According to Sullivan, the company has a great workforce of 1,600 but sometimes has trouble filling positions because applicants lack the necessary skills. So he insists education is essential to the economic success of the corridor.

"Huge, and quite frankly it's probably the thing that needs to be fixed the most. We have no pipeline. Seventy percent of our jobs now in Wisconsin and southeastern Wisconsin require a two-year degree or some kind of advanced degree beyond 12th grade," Sullivan says.

"We need to be at the table with business and have business inform us about what they really need," Dan Clancy says.

That's Dan Clancy, president of the Wisconsin Technical College System. He's also attending this morning's meeting. Clancy says the biggest need in southeastern Wisconsin is for workers in the field of advanced manufacturing. So the technical colleges have put together several short-track programs to begin preparing students.

"We offer both a one-year degree in many manufacturing areas and then we also have two year programs as well. We are also doing a lot more intensive training programs, often referred to as boot camps, where people can get through in a ten to 14 week period and be trained very quickly let's say in machine tooling or welding and they can acquire the basic skills they need and once they're employed they can learn on the job," Clancy says.

Clancy estimates starting salaries in the field range from $28,000 to $40,000. He says the system is working closely with education leaders in Milwaukee and Racine to get students enrolled in the training programs. However, he describes many young people in those two cities' public schools unprepared.

"It's a huge issue. It's an issue that the state and this region have been struggling with for many years. There are pockets of excellence and I think you have to build upon those," Clancy says.

Even if more young people in southeastern Wisconsin are trained for jobs here, some could have difficulty commuting to and from work, particularly in Racine, according to Mayor John Dickert. He says employees and their jobs are no longer necessarily located in close proximity, especially in a region such as southeastern Wisconsin. Dickert is disappointed the Republican-controlled Legislature is poised to end the development of commuter rail linking Milwaukee, Racine and Kenosha.

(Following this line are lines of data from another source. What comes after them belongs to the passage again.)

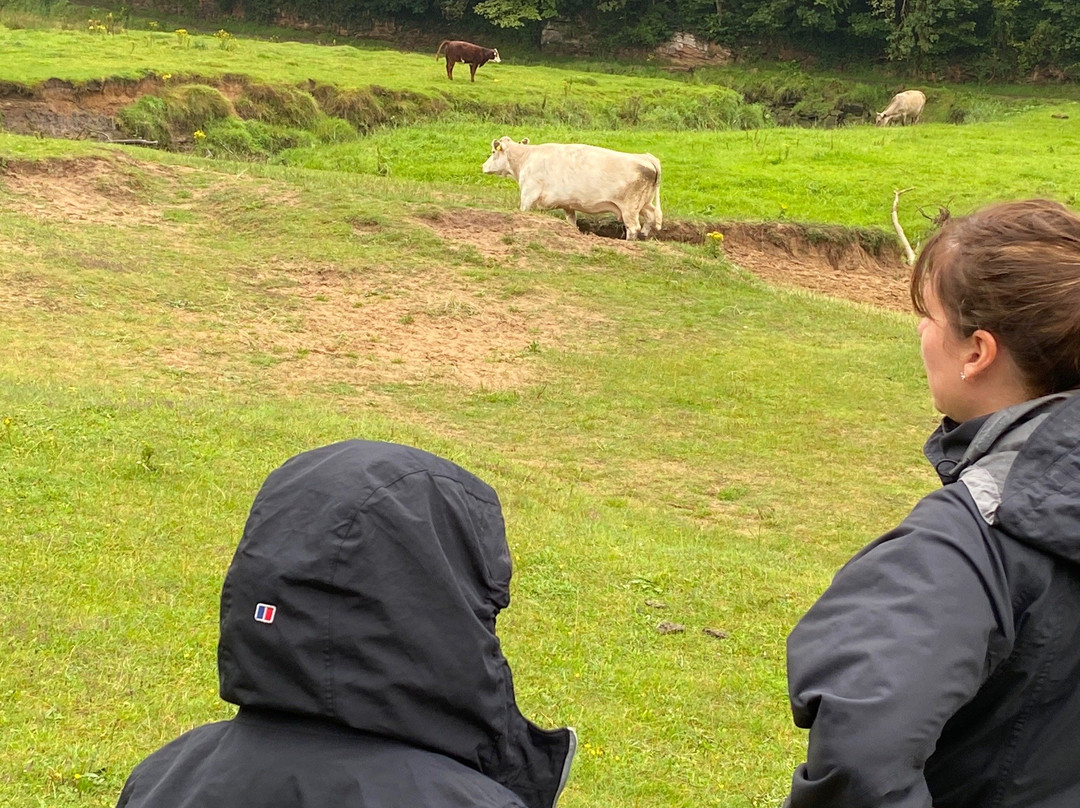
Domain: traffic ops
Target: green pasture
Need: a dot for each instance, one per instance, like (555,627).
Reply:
(662,427)
(842,176)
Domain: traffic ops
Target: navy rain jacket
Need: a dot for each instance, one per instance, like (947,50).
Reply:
(358,637)
(942,665)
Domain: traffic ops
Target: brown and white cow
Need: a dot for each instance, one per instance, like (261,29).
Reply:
(473,55)
(576,177)
(904,106)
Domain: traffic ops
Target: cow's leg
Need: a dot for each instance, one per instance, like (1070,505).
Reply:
(529,199)
(648,220)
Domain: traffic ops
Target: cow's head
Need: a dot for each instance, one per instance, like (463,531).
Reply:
(498,162)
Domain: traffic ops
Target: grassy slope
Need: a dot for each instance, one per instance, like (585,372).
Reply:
(660,455)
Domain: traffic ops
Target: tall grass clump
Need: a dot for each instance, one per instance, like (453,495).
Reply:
(147,119)
(279,105)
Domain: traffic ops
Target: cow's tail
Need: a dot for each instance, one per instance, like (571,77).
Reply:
(659,214)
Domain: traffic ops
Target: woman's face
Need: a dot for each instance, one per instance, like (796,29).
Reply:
(944,357)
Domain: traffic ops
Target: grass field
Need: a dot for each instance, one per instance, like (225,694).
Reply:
(660,425)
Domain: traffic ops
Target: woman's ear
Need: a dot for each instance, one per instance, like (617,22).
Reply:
(981,351)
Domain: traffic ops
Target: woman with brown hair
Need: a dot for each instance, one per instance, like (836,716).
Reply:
(942,665)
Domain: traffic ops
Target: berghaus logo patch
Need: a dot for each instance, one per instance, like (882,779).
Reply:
(265,613)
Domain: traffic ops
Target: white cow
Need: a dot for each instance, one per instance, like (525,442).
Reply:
(904,106)
(582,178)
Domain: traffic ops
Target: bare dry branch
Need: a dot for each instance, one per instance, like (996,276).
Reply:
(900,231)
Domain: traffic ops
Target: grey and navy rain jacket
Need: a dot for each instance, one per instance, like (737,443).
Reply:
(358,638)
(942,665)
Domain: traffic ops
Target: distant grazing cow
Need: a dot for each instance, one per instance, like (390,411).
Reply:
(905,106)
(473,55)
(576,177)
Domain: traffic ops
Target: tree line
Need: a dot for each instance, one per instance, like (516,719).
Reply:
(980,38)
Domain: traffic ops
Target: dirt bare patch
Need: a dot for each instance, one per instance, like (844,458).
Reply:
(75,111)
(315,324)
(832,260)
(497,234)
(91,190)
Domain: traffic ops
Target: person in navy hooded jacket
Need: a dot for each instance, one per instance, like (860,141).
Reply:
(942,665)
(358,640)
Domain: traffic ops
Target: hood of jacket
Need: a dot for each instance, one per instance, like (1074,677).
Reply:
(1022,467)
(365,591)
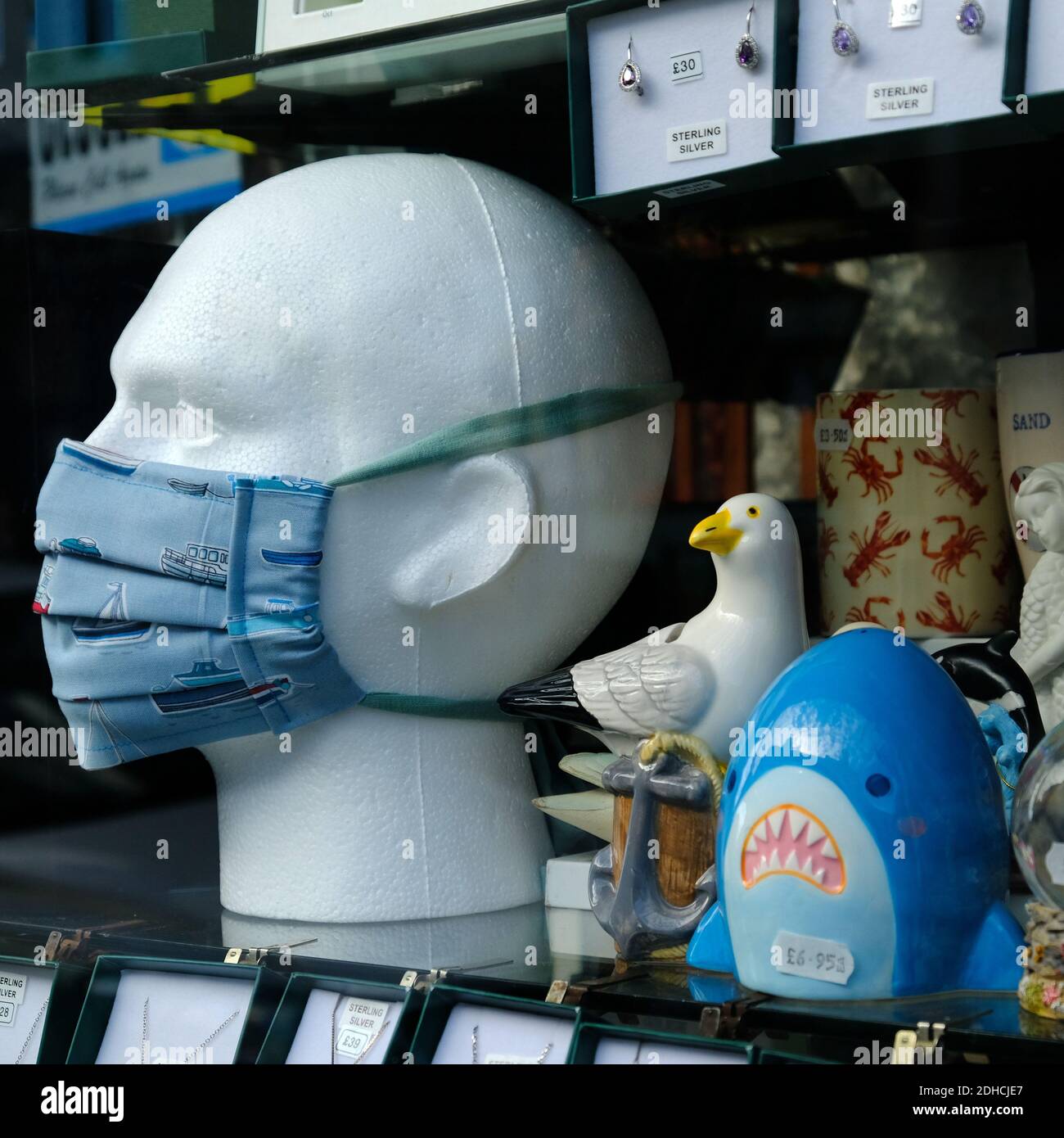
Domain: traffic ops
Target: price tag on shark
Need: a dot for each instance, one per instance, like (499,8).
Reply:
(358,1024)
(832,435)
(812,957)
(12,986)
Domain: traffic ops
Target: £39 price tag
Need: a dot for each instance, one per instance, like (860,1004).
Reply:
(812,957)
(358,1023)
(12,986)
(832,435)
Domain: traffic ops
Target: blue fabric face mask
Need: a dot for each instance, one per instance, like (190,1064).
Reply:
(181,606)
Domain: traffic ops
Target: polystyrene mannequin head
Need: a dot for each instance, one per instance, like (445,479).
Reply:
(341,311)
(1040,502)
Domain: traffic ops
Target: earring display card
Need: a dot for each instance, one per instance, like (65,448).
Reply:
(1045,66)
(614,1050)
(174,1018)
(24,996)
(338,1029)
(700,114)
(503,1036)
(905,75)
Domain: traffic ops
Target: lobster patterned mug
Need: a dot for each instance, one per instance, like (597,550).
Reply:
(913,527)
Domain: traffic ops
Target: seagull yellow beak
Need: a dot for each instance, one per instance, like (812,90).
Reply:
(716,534)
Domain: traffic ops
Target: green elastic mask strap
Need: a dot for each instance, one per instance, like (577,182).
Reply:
(437,707)
(516,427)
(486,435)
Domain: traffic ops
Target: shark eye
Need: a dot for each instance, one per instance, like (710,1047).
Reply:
(877,785)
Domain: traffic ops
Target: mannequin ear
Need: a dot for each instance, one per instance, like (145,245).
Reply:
(463,540)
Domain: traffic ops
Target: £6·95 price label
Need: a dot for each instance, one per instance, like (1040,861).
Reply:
(812,957)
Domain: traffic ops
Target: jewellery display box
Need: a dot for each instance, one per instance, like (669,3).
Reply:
(1039,70)
(702,124)
(38,1007)
(908,89)
(329,1020)
(300,23)
(507,1029)
(606,1044)
(192,1006)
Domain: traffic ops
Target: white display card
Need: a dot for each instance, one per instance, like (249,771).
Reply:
(687,54)
(24,990)
(615,1052)
(361,1022)
(1045,41)
(183,1011)
(502,1036)
(926,75)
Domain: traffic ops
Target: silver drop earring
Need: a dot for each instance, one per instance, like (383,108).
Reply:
(843,38)
(746,54)
(971,17)
(630,78)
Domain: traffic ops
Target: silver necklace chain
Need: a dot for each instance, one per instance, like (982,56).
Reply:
(214,1035)
(25,1046)
(541,1059)
(366,1050)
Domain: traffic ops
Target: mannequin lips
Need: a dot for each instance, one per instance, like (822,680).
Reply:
(790,840)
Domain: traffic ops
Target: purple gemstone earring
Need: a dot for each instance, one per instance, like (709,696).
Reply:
(630,78)
(746,54)
(843,38)
(971,17)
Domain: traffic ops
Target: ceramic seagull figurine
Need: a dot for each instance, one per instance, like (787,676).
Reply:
(701,677)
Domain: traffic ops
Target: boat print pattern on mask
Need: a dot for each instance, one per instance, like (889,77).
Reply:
(111,624)
(203,565)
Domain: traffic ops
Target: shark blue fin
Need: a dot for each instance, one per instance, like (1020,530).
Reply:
(710,947)
(994,962)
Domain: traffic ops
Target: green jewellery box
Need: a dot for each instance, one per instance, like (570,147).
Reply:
(104,987)
(38,1009)
(612,1044)
(396,1039)
(703,124)
(912,88)
(492,1018)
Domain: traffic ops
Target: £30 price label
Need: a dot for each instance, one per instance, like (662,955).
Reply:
(684,66)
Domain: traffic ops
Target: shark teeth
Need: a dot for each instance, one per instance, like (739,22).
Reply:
(790,840)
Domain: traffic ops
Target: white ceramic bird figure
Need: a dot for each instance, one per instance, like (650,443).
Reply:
(701,677)
(1040,650)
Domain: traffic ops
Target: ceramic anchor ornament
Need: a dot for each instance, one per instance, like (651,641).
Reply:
(633,910)
(874,864)
(700,677)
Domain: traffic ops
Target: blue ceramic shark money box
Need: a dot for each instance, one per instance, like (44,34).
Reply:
(862,851)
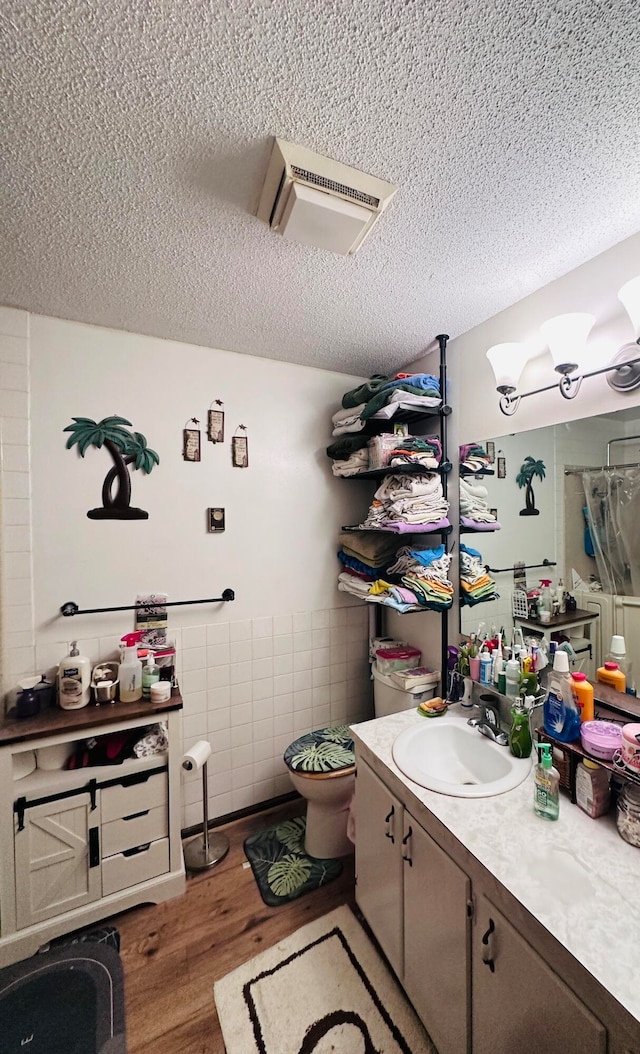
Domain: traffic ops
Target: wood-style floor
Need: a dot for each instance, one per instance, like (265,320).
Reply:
(172,953)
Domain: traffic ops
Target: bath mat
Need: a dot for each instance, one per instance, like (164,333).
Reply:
(280,866)
(325,988)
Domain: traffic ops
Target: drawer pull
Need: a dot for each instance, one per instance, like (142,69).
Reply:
(136,850)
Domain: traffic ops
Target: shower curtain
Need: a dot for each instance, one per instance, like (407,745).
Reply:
(613,509)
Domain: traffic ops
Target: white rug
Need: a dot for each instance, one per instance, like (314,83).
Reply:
(323,989)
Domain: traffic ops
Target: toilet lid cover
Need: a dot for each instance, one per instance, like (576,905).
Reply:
(325,750)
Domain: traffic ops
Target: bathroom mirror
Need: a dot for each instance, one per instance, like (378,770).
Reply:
(549,524)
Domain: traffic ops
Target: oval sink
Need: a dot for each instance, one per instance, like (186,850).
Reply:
(447,755)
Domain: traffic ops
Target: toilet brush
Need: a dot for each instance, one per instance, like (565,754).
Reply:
(204,851)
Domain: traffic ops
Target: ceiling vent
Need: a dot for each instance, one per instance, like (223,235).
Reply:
(321,202)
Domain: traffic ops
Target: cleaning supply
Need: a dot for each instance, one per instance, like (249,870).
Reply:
(561,711)
(511,679)
(609,674)
(593,791)
(151,674)
(583,693)
(520,735)
(546,783)
(74,680)
(618,655)
(131,674)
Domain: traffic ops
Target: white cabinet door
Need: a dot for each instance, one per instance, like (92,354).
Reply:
(379,827)
(438,939)
(55,871)
(519,1003)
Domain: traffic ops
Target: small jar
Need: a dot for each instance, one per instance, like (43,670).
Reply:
(628,814)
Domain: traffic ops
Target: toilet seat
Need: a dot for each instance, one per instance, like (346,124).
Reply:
(323,754)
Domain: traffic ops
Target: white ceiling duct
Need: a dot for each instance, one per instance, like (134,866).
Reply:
(318,201)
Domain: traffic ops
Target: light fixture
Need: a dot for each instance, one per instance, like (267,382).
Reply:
(566,337)
(507,362)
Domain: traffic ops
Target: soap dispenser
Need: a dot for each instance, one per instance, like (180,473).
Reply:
(74,680)
(546,782)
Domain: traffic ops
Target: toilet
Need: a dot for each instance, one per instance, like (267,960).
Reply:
(322,766)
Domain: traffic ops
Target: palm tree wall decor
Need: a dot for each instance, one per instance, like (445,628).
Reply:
(528,469)
(125,448)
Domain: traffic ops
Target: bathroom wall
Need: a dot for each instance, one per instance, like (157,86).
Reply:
(289,654)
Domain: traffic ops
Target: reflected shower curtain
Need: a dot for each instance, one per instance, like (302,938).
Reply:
(613,505)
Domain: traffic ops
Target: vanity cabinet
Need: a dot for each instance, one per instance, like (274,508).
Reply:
(81,844)
(474,981)
(518,1002)
(415,900)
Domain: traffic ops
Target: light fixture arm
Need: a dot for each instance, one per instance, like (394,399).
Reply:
(568,385)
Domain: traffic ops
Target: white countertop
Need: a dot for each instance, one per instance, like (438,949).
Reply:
(576,875)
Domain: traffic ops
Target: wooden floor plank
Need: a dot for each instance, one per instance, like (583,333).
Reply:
(172,953)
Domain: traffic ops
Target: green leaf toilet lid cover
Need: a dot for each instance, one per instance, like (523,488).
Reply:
(325,750)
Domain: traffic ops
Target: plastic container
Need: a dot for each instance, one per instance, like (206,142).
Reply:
(601,739)
(593,791)
(561,713)
(546,783)
(583,691)
(618,655)
(611,674)
(388,660)
(389,699)
(627,817)
(629,748)
(511,678)
(131,676)
(74,680)
(151,674)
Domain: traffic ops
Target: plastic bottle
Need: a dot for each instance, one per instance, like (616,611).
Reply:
(485,667)
(561,711)
(583,693)
(593,791)
(131,675)
(546,782)
(545,604)
(520,734)
(74,680)
(617,654)
(511,679)
(151,674)
(609,674)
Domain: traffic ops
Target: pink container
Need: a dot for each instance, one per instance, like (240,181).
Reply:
(601,739)
(629,748)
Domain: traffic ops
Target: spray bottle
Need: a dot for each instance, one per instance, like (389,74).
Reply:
(546,782)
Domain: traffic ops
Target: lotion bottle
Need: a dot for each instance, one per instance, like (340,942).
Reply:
(74,680)
(131,675)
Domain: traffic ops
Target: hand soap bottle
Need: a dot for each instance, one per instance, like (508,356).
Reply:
(546,795)
(74,680)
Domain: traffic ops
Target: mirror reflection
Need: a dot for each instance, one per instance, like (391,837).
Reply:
(564,501)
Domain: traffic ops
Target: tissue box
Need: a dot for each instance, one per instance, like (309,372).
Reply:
(388,660)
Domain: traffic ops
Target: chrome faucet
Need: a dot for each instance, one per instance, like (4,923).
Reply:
(488,722)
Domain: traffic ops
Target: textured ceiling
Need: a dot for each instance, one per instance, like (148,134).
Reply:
(137,135)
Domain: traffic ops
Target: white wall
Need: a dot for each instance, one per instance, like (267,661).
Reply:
(290,652)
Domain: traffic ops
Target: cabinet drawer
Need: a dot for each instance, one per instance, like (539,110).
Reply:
(127,869)
(131,831)
(125,798)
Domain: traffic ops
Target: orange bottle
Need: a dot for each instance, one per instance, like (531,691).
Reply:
(611,674)
(583,693)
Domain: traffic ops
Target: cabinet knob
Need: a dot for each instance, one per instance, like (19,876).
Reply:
(388,821)
(406,841)
(487,940)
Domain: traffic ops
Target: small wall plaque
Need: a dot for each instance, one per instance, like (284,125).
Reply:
(191,442)
(215,423)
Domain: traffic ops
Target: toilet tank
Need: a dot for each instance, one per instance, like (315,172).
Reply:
(389,699)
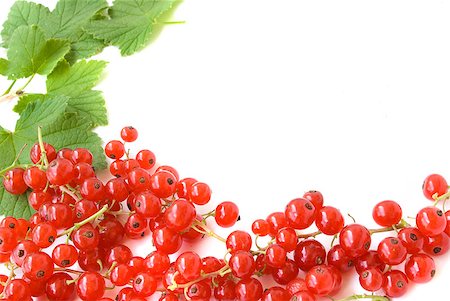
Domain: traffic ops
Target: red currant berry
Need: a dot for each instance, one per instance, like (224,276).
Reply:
(420,268)
(434,185)
(395,283)
(13,181)
(355,240)
(129,134)
(329,220)
(431,221)
(387,213)
(300,213)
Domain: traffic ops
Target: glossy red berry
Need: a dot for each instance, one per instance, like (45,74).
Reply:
(420,268)
(355,240)
(329,220)
(129,134)
(114,149)
(387,213)
(391,251)
(434,185)
(13,181)
(371,279)
(227,214)
(431,221)
(60,172)
(395,283)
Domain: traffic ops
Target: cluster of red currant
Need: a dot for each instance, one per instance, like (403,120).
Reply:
(70,201)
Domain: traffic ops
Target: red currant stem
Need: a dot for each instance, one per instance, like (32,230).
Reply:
(223,271)
(84,222)
(67,191)
(365,296)
(206,231)
(41,145)
(387,229)
(9,88)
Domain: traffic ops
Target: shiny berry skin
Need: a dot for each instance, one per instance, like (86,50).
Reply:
(412,239)
(60,172)
(434,184)
(355,240)
(395,283)
(146,159)
(65,255)
(387,213)
(320,280)
(309,253)
(147,204)
(239,241)
(287,238)
(227,214)
(339,259)
(275,256)
(249,289)
(367,261)
(92,189)
(144,284)
(420,268)
(23,249)
(163,184)
(242,264)
(286,273)
(200,193)
(180,215)
(276,293)
(166,240)
(90,286)
(371,279)
(57,287)
(13,181)
(436,245)
(296,285)
(189,265)
(82,155)
(303,296)
(276,221)
(37,266)
(315,197)
(260,227)
(43,235)
(300,213)
(114,149)
(391,251)
(431,221)
(17,290)
(329,220)
(129,134)
(8,239)
(225,291)
(35,178)
(35,152)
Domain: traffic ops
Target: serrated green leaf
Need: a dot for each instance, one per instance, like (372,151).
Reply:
(84,46)
(30,53)
(76,82)
(3,66)
(14,205)
(24,13)
(132,23)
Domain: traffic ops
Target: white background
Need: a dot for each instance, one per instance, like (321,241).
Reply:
(264,100)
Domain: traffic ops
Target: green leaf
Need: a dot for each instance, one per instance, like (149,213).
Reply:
(30,53)
(3,66)
(77,82)
(132,23)
(24,13)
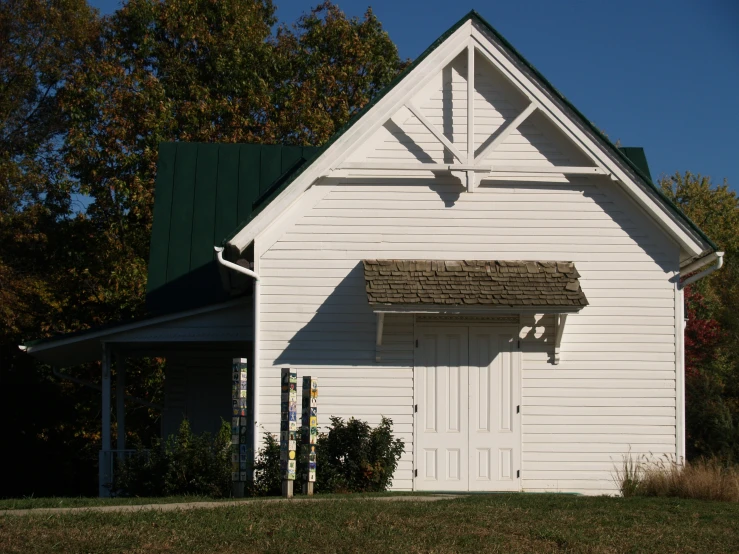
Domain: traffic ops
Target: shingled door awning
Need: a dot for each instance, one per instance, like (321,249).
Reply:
(472,286)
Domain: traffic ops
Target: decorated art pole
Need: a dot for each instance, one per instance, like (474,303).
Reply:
(288,430)
(310,432)
(239,426)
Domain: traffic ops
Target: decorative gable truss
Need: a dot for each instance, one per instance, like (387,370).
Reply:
(471,108)
(472,122)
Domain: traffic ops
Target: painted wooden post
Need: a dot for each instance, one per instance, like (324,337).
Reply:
(120,398)
(104,460)
(239,426)
(310,432)
(288,430)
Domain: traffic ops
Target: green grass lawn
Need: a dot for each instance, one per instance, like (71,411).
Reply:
(490,523)
(30,503)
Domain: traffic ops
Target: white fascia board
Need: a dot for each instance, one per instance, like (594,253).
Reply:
(510,69)
(358,133)
(110,332)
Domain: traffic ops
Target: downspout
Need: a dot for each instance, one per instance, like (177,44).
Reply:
(257,325)
(717,257)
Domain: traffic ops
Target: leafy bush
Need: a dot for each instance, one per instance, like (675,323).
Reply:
(704,479)
(183,464)
(353,457)
(267,478)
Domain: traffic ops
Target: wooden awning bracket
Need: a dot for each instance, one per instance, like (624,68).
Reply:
(559,327)
(378,337)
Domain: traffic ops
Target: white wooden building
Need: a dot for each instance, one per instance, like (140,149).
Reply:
(470,156)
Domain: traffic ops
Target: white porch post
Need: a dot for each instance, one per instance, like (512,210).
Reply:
(104,460)
(120,400)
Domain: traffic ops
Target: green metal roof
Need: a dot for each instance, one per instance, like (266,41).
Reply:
(207,193)
(203,192)
(637,156)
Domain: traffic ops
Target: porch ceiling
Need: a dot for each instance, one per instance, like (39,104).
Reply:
(215,326)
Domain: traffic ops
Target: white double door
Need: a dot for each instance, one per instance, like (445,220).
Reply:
(467,425)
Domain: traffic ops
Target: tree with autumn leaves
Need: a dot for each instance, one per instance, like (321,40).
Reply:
(712,331)
(85,101)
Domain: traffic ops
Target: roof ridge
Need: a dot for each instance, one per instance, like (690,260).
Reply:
(474,15)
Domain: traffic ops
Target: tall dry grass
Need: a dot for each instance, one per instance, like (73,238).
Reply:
(702,479)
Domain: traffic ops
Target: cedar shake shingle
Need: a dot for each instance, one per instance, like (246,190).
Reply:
(473,282)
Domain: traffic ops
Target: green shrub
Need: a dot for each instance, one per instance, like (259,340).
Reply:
(353,457)
(267,478)
(183,464)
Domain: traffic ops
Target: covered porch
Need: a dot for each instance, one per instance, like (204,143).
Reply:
(198,346)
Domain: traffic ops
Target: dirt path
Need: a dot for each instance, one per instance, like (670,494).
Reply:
(215,504)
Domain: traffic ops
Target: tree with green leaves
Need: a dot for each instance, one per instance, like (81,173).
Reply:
(712,333)
(84,103)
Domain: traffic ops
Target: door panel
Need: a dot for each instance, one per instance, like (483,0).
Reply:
(493,403)
(442,390)
(467,428)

"The state right now I think is going in a backwards direction. Their emphasis is building more roads. Roads don't help cities like Racine. We're 20 minutes off of the highway. You could build 17 lanes of highway out on the I-System and that won't help Racine at all because you still have to get people into Racine and that's a 20 minute drive," Dickert says.

Dickert says commuter rail would enable his community to grow its tax base. But co-chair of the Legislature's Joint Finance Committee Robin Vos of Burlington says the state is opting for better highways, including the current two billion dollar upgrade of I-94 from Milwaukee to the state line.

"People who try to focus on rail are living in the last century and not the next. We know that the vast majority of people, even in the SEWRPC study, well over 95 percent of trips will still be done by automobile. So, for us to focus on the five percent and not on the 95 percent is really short-sighted," Vos says.

Vos says in the next 20 years, he envisions an explosion of businesses and office parks along I-94 in Racine County because of a more efficient freeway system. He says what Madison is doing to help the region attract employers is making Wisconsin's tax climate more attractive to business.

"We put some proposals into place that say if you move a new company to Wisconsin, for the first two years you'll be able to pay no income taxes as an incentive to get you to locate here. We are also putting into place the potential to have incentives to become the best place in the entire country for manufacturing," Vos says.

Vos is referring to a provision the GOP recently added to the state budget bill that would reduce the tax on manufacturers' production earnings. In addition, lawmakers are proposing a discount on utility bills for manufacturers moving to the state. Vos says future legislatures must continue to provide incentives, in order for the region to better compete in a global marketplace.

Marti was a reporter with WUWM from 1999 to 2021.